Брусков затрясся всем телом и начал всхлипывать.
– Помилосердуйте!.. – прохрипел он, захлебываясь от рыданий. – Помилосерд…
– Слушай!.. Ты с жидом вырядил меня в дураки. Если удастся мне ныне снять с себя сие одеяние, мало мне приличествующее, то я тебя выпущу, но на глаза к себе не пущу. Если не потрафится мне, не выгорит, то сиди в Шлюссе, кайся и чулки, что ль, вяжи. Но это еще не все. Ты должен отправляться тотчас, не видавшись на с кем и никому не объясняя, за что ты наказуем. Если твой христопродавец узнает, что я его раскусил, – то тебе худо будет. Никому ни единого слова… Понял?
Брусков прохрипел что-то чуть слышно.
– Ну, ступай и моли Бога в своей келье ежедневно и еженощно за свой обман.
XIII
А в то же утро музыкант-виртуоз и не чуял, какая беда стряхивалась на его приятеля и какая гроза надвигалась и на него, самозванца, по ребяческой беззаботности и смелости. Музыкант не чувствовал себя виноватым ни пред кем, и совесть его была не только совершенно спокойна, но он даже восхищался своей предприимчивостью.
Молодой и красивый, талантливый и даровитый, но полуграмотный и невоспитанный артист-музыкант был, собственно, дитя малое, доброе и неразумное, но с искрой Божьей в душе.
Когда он держал скрипку и смычок в руках и, опустив глаза в землю, как бы умирал для всего окружающего мира и возрождался вновь в мире звуков, в мире иных, высших помыслов и чувств, а не обыденных людских похотей и вожделений – он перерождался… Он чуял, что в нем есть что-то, чего нет у них у всех… Когда же его скрипка и смычок лежали в своем футляре под ключом – и дивные звуки не хотели ни улечься в футляре около скрипки, ни умоститься на сердце или в голове виртуоза и прельщать оттуда людей. Они таинственной невидимкой скрывались и витали в мире Божием, в ожидании, что их вновь вызовут и исторгнут из струн, натянутых на какой-то деревянной коробке, – за это время творец дивных ощущений был простой бедняк, который плотно ел, напивался, как губка, и спал сном праведников.

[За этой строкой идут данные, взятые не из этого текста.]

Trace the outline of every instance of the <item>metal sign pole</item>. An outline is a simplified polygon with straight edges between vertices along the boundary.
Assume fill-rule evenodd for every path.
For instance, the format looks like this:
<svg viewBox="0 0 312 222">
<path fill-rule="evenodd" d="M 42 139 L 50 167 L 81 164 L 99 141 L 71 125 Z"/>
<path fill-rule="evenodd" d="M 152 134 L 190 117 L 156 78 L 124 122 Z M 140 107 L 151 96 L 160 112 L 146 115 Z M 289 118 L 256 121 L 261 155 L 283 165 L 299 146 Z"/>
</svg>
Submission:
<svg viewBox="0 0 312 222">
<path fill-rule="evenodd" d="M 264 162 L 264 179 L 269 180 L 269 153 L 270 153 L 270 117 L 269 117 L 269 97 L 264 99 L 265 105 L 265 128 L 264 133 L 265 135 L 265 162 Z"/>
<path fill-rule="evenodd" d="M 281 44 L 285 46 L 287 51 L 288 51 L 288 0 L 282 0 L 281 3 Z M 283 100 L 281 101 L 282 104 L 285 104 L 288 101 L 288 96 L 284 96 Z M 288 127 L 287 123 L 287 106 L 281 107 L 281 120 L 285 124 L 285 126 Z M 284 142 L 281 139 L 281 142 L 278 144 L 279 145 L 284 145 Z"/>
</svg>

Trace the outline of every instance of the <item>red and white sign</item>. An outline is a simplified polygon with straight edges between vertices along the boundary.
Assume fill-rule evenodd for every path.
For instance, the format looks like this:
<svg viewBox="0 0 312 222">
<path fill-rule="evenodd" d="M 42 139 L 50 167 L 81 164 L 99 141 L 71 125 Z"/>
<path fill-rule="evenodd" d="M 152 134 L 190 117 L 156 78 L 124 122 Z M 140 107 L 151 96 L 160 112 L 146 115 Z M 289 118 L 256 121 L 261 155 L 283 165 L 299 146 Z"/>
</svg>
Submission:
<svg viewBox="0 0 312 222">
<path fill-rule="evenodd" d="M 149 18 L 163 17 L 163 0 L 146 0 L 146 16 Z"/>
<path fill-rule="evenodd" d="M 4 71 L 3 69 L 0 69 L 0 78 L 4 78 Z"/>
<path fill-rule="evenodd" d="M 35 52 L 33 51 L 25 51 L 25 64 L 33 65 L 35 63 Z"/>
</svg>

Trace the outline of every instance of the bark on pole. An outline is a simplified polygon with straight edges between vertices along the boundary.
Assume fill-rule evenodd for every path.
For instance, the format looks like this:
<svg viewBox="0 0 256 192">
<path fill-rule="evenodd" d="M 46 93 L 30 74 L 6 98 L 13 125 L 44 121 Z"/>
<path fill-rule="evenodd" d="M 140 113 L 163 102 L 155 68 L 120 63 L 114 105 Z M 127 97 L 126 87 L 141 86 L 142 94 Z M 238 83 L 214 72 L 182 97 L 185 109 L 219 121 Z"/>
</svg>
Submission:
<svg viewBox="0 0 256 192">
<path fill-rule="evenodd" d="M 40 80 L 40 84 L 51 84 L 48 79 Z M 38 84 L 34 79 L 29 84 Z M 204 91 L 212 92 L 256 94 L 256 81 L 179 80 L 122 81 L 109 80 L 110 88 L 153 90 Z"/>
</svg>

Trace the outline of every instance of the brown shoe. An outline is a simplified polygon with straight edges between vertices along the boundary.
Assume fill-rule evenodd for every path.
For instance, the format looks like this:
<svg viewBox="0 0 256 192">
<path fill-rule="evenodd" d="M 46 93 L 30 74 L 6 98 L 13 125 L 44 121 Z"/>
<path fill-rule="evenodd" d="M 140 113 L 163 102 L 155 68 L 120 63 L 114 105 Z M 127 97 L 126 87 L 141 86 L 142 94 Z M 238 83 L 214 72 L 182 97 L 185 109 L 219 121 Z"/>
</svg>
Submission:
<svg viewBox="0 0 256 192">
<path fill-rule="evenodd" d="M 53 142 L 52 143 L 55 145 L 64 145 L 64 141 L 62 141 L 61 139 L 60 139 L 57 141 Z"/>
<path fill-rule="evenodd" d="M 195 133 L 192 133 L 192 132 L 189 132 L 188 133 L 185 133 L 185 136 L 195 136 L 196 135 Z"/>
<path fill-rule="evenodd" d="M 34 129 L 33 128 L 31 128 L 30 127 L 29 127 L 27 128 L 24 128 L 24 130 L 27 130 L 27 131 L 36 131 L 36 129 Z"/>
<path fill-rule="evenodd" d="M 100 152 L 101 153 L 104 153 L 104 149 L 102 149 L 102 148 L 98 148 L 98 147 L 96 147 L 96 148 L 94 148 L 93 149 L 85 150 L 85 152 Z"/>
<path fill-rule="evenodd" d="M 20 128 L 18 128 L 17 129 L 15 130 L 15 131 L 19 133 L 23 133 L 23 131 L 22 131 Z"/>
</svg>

Самородок и самоучка – Юзеф Шмитгоф сказывался то немцем, то поляком, но в действительности был еврей. Отец его, портной и часовщик вместе, неизвестно когда перебрался в Вильно из своего родного города Франнфурта-на-Майне и тотчас перешел в католицизм и стал верноподданным королей польских вместе с женой и двумя детьми.
Авраам Шмитгоф был если не виртуоз на каком-либо инструменте, то был истинный виртуоз в создании своего благополучия, общественного положения, состояния…
Недолго он кроил и чинил кафтаны и камзолы или разбирал и чинил часы и орложи{43} пановей и паней виленских… Через десять лет он был любимцем могущественного магната князя Радзивилла{44} и, справив ему много тайных и важных поручений, получил в награду патент на капитана и стал, стало быть, шляхтич или дворянин. Именитый и щедрый крез своего времени «пане коханку» произвел в дворяне, пользуясь своим правом князя Священной Римской империи, такое многое множество, что капитан Шмитгоф был явление заурядное. Главный надзиратель над охотой и псарней князя был из прирожденных крымских татар, привезенный Радзивиллу еще татарчонком, стал затем шляхтичем и, наконец, за три тысячи гульденов – и бароном, по патенту владетельного князя Гольштейн-Штирумского.